Learning Like a Tudor

Learning Like a Tudor September 9, 2016

Scott Newstok urges students to learn like Shakespeare in a convocation address at Rhodes College. That means learning rhetoric: “in the Renaissance, rhetoric was nothing less than the fabric of thought itself. Because thinking and speaking well form the basis of existence in a community, rhetoric prepares you for every occasion that requires words. That’s why Tudor students devoted countless hours to examining vivid models, figuring out ways to turn a phrase, exercising elaborate verbal patterning.”

Clear speech and writing come only through practice: You take it for granted that Olympic athletes and professional musicians must practice relentlessly to perfect their craft. Why should you expect the craft of thought to require anything less disciplined? Fierce attention to clear and precise writing is the essential tool for you to foster independent judgment. That is rhetoric.”
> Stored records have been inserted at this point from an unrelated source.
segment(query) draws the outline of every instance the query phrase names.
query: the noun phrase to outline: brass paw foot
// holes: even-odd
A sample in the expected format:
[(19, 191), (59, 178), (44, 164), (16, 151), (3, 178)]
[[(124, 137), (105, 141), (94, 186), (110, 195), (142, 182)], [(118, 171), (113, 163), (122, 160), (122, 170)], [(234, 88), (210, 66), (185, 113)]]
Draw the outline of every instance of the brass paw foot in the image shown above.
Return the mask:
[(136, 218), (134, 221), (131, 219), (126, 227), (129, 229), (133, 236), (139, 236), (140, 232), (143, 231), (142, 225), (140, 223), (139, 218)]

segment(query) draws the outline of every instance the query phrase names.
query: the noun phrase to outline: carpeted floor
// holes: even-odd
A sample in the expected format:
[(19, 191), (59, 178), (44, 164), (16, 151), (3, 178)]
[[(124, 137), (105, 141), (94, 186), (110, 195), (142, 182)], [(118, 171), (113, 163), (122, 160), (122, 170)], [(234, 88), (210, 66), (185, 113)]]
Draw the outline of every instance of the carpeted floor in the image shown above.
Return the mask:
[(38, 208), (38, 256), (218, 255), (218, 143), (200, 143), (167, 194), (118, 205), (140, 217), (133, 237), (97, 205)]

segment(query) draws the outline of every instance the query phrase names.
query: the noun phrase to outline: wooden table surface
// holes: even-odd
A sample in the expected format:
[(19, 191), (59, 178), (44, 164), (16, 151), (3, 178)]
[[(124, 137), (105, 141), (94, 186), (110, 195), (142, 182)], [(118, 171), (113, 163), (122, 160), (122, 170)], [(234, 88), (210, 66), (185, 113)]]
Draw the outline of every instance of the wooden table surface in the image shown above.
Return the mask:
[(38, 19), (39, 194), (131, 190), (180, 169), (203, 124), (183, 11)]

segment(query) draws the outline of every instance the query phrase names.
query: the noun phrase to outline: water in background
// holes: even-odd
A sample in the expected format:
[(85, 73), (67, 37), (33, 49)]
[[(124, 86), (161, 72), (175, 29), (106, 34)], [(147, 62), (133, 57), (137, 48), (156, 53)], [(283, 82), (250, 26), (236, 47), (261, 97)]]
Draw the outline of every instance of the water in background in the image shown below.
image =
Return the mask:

And rhetoric is learned by inventio, which means, first, taking inventory and, only secondarily, invention:

Renaissance thinkers—aptly, looking back to the Roman Seneca, who himself looked back to the Greeks—compared the process of imitation to a bee’s gathering nectar from many flowers and then transforming it into honey. . . . [the] honey metaphor corrects our naïve notion that being creative entails making something from nothing. Instead, you become a creator by wrestling with the legacy of your authoritative predecessors, standing on the shoulders of giants. . . . when rhetoricians spoke of inventio, they meant the first step in constructing an argument: an inventory of your mind’s treasury of knowledge—your database of reading, which you can accumulate only through slow, deliberate study.” If students are going to be creative, they need to work within a tradition: “You simply cannot transform tradition (a creative ideal) without first knowing it (a conserving ideal).

Shakespeare was trained in the art of disputation, which enabled him to sympathize with different viewpoints and enabled him to master “the verbal give-and-take that constitutes the heart of drama.” Newstok advises his students to develop the critical thinking to “speaking truth plurally.”

Learning of this sort takes place through apprenticeship, which was “crucial for skilled labor in Renaissance Europe. It required an exacting, collaborative environment, with guidance from people who knew more than you did. When Shakespeare arrived on the London theater scene, he entered a kind of artistic studio, or workshop, or laboratory, in which he was apprenticing himself to experienced playwrights. Note that playwright is not spelled w-r-i-t-e; it’s spelled w-r-i-g-h-t: a maker—like a wheelwright, who crafts wheels, or a shipwright, who crafts ships. A playwright crafts plays.”